IRANIAN communists called for a united struggle of all progressive forces today after the election of the “bloodstained” candidate Ebrahim Raisi as the country’s next president in a widely boycotted poll.

The Tudeh Party of Iran (TPI) said in a statement that the turnout in the election, the lowest in the history of the Islamic republic, was a damning indictment that called into question the legitimacy of the theocratic regime.

It said that the low levels of participation were a vindication of its calls for a boycott. 

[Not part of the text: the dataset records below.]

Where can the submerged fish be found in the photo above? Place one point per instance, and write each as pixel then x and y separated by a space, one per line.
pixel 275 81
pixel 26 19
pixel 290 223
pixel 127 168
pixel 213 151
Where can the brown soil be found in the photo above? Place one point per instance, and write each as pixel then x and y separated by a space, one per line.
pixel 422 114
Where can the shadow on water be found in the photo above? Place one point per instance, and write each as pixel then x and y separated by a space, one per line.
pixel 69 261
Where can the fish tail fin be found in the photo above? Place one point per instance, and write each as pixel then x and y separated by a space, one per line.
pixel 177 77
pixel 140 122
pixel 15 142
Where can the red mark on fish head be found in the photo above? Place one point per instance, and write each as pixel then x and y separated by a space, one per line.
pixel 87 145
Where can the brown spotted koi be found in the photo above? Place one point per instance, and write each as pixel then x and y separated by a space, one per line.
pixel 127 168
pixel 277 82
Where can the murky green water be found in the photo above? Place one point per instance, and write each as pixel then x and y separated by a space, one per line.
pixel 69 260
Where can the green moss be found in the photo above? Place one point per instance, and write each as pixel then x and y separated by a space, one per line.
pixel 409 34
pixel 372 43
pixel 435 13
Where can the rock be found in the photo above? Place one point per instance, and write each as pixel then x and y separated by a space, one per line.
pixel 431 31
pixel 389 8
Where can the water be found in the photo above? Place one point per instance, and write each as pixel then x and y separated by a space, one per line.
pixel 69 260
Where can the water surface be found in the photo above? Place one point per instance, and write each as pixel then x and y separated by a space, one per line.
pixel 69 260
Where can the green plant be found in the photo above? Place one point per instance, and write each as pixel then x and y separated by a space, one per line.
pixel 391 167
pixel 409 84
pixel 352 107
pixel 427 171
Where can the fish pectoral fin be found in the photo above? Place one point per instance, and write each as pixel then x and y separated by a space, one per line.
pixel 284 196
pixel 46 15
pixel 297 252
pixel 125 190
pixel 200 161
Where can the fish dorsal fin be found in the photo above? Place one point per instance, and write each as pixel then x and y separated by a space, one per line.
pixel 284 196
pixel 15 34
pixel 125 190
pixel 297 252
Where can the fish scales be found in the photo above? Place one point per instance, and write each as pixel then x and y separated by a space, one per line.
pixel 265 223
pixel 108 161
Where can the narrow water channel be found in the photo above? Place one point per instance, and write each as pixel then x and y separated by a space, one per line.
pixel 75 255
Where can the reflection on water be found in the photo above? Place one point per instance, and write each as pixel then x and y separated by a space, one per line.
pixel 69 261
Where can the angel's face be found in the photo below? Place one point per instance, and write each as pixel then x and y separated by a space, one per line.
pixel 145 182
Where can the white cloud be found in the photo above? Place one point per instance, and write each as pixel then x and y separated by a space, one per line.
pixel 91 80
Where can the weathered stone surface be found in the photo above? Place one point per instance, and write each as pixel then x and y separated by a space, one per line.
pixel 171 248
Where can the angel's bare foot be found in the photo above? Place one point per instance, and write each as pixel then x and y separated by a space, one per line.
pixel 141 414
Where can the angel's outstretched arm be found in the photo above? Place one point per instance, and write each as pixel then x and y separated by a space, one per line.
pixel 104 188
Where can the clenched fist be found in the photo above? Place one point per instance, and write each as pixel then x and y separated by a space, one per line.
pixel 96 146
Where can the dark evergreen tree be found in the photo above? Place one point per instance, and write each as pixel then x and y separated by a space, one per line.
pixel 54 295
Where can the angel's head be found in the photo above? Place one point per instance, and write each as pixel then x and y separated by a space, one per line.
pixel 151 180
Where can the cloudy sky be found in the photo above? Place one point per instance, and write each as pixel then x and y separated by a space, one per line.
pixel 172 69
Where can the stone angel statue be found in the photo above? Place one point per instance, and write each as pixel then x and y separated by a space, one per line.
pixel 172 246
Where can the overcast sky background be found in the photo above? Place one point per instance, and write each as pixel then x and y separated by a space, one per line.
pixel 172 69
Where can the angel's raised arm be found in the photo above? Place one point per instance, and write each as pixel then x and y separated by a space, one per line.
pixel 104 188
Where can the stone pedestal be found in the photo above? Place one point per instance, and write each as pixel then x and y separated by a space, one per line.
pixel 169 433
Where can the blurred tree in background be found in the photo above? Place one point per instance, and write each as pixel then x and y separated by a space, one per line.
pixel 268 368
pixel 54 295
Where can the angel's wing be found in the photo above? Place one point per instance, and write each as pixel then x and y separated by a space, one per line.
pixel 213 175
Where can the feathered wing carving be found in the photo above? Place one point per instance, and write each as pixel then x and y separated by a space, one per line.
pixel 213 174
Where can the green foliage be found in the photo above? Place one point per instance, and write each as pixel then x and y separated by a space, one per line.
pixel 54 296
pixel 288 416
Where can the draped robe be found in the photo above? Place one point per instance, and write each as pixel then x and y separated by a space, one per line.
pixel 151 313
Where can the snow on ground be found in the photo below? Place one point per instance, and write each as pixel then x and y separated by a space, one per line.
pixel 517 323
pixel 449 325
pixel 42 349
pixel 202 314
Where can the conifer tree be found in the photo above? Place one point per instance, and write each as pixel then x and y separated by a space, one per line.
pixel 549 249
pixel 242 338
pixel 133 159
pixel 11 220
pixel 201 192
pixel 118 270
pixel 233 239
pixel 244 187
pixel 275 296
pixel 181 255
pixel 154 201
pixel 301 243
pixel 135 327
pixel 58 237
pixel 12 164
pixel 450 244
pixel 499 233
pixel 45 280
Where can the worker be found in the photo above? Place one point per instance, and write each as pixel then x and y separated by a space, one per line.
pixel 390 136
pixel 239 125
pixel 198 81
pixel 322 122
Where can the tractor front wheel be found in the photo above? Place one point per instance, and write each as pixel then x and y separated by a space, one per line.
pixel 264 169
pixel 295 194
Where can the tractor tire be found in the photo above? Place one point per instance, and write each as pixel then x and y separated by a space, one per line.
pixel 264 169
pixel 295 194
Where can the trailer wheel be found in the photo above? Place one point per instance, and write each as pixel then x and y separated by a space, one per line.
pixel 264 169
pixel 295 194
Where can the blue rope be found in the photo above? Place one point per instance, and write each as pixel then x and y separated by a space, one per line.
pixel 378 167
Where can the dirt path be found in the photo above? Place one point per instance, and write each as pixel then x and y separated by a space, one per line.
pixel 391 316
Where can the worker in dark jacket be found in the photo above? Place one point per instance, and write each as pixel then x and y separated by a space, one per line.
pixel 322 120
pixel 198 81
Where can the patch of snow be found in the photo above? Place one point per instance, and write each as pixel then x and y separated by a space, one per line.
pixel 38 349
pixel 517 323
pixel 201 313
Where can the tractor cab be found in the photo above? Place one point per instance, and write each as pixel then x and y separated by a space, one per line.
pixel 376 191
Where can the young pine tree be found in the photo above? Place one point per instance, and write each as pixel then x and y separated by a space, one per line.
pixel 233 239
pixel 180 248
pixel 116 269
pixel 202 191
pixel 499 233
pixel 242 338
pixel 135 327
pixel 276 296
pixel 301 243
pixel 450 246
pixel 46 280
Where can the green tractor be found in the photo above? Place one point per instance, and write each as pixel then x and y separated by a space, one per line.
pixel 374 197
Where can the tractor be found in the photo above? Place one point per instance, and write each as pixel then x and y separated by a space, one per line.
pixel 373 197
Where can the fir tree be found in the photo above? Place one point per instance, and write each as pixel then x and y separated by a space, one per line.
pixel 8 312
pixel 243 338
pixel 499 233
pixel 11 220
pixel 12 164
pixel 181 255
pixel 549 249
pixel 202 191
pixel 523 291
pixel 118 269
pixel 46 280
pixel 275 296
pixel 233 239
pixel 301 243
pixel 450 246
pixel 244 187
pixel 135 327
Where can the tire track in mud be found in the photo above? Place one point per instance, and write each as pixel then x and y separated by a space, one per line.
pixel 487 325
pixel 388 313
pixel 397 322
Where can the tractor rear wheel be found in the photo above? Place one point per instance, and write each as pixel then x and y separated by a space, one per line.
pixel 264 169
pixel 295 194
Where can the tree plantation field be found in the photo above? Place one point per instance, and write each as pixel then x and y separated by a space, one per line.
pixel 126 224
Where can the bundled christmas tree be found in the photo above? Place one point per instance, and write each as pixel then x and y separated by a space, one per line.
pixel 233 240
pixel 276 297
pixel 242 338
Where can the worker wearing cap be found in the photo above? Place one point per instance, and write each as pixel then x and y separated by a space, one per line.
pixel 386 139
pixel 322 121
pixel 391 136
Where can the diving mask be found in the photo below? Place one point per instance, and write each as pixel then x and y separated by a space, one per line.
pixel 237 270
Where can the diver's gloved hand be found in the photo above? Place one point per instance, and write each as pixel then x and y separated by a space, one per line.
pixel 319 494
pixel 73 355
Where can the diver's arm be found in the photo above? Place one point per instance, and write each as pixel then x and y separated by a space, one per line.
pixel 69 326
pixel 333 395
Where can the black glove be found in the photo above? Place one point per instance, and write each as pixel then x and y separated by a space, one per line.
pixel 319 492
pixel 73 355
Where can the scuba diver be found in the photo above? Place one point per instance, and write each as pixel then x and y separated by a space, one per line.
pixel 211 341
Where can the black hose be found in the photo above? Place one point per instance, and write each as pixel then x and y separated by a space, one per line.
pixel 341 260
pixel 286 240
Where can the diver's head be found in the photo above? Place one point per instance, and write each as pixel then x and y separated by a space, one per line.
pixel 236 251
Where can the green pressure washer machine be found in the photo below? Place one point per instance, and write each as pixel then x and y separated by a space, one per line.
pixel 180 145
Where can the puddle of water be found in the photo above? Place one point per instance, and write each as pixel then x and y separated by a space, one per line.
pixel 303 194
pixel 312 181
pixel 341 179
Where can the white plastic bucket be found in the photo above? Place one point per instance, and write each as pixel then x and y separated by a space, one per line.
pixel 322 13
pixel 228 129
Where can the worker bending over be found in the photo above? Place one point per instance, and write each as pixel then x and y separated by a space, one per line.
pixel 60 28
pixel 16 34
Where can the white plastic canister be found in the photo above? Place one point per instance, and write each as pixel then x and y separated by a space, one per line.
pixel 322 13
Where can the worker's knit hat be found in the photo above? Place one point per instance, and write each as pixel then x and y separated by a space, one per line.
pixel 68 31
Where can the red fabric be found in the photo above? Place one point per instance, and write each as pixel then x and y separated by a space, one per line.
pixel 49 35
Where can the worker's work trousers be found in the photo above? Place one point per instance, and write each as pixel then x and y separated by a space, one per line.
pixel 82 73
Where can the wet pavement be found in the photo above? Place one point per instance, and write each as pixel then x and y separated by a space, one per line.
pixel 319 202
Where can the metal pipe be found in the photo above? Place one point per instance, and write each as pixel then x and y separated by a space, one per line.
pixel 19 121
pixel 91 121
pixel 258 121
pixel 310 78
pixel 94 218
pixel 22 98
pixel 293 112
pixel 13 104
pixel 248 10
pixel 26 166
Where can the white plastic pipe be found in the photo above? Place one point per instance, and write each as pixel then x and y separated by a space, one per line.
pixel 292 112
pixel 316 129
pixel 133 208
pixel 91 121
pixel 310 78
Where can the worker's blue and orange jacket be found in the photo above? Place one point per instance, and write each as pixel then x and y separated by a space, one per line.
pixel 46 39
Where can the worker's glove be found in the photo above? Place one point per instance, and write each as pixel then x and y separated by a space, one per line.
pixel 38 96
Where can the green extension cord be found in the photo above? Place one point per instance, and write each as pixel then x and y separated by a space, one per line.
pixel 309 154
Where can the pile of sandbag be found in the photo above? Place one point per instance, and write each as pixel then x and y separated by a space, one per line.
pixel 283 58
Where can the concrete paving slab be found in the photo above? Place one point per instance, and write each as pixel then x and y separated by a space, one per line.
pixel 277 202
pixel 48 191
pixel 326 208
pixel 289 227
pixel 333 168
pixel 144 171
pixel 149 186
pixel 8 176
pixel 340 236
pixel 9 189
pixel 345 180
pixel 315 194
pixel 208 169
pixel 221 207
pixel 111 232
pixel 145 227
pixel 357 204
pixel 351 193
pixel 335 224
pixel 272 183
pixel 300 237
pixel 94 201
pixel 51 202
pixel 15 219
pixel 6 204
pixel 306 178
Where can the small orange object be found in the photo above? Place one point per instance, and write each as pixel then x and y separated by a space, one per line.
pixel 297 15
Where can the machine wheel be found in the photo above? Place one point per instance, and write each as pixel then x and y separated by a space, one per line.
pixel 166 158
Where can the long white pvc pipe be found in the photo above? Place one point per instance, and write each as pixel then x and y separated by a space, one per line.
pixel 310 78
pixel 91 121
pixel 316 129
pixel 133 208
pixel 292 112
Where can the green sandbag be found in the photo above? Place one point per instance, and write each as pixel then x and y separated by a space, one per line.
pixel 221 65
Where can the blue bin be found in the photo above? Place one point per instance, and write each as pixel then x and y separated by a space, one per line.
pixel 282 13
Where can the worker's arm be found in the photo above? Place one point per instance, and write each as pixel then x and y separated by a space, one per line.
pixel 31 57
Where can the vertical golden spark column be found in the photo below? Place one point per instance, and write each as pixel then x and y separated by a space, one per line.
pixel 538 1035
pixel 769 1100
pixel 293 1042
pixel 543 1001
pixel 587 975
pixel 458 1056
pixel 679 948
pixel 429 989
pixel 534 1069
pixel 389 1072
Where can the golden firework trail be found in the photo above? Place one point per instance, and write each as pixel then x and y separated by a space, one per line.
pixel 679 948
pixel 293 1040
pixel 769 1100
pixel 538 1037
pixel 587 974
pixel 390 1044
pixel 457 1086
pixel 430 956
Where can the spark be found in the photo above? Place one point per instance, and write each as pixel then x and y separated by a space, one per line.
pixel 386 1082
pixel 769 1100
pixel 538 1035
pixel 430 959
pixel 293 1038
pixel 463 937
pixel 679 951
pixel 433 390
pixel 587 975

TPI said that the “scandalous show of the election,” in which hundreds of candidates were barred from standing, “marks a decisive turning point and an end once and for all to the theory that the Islamic regime in Iran can be reformed.

“The only way to rid the homeland of the devastation wrought by the socio-economic, cultural, and foreign policies of this regime is to establish the people’s rule: a rule that relies on the democratic mandate of the people, the preservation of territorial integrity, and the protection of the national interests and rights of every citizen of Iran,” it said.

Mr Raisi was elected with 62 per cent of the vote in an election that critics insisted was rigged to ensure his victory. 

The official turnout was 48 per cent, though some observers have put the real figure as low as 30 per cent, with information difficult to verify.

The head of the Iranian judiciary has a bloodstained history, having been a member of the so-called “death committee” that oversaw the 1988 mass execution of political prisoners following a fatwa by the founder of the republic, Ayatollah Ruhollah Khomeini.

Among these were tens of thousands of Tudeh members, who were jailed, tortured and executed when the theocratic regime turned on its former supporters after having eliminated most of the Iranian left.

TPI International Secretary Navid Shomali told the Morning Star that the real barometer of opinion when analysing the elections was among the Iranian working class.

“The factory workers, the oil workers, metalworkers, teachers, nurses, women and youth, resolutely declined to attend the polling stations and stayed away.

“Communists, progressive left, progressive nationalists and eminent writers and poets, all boycotted the election,” he said.

About 4.5 million people obliged to vote because of their employment spoiled their ballot papers, according to the official statistics, he said.

The TPI called on all progressive forces to unite against the Iranian Islamist regime.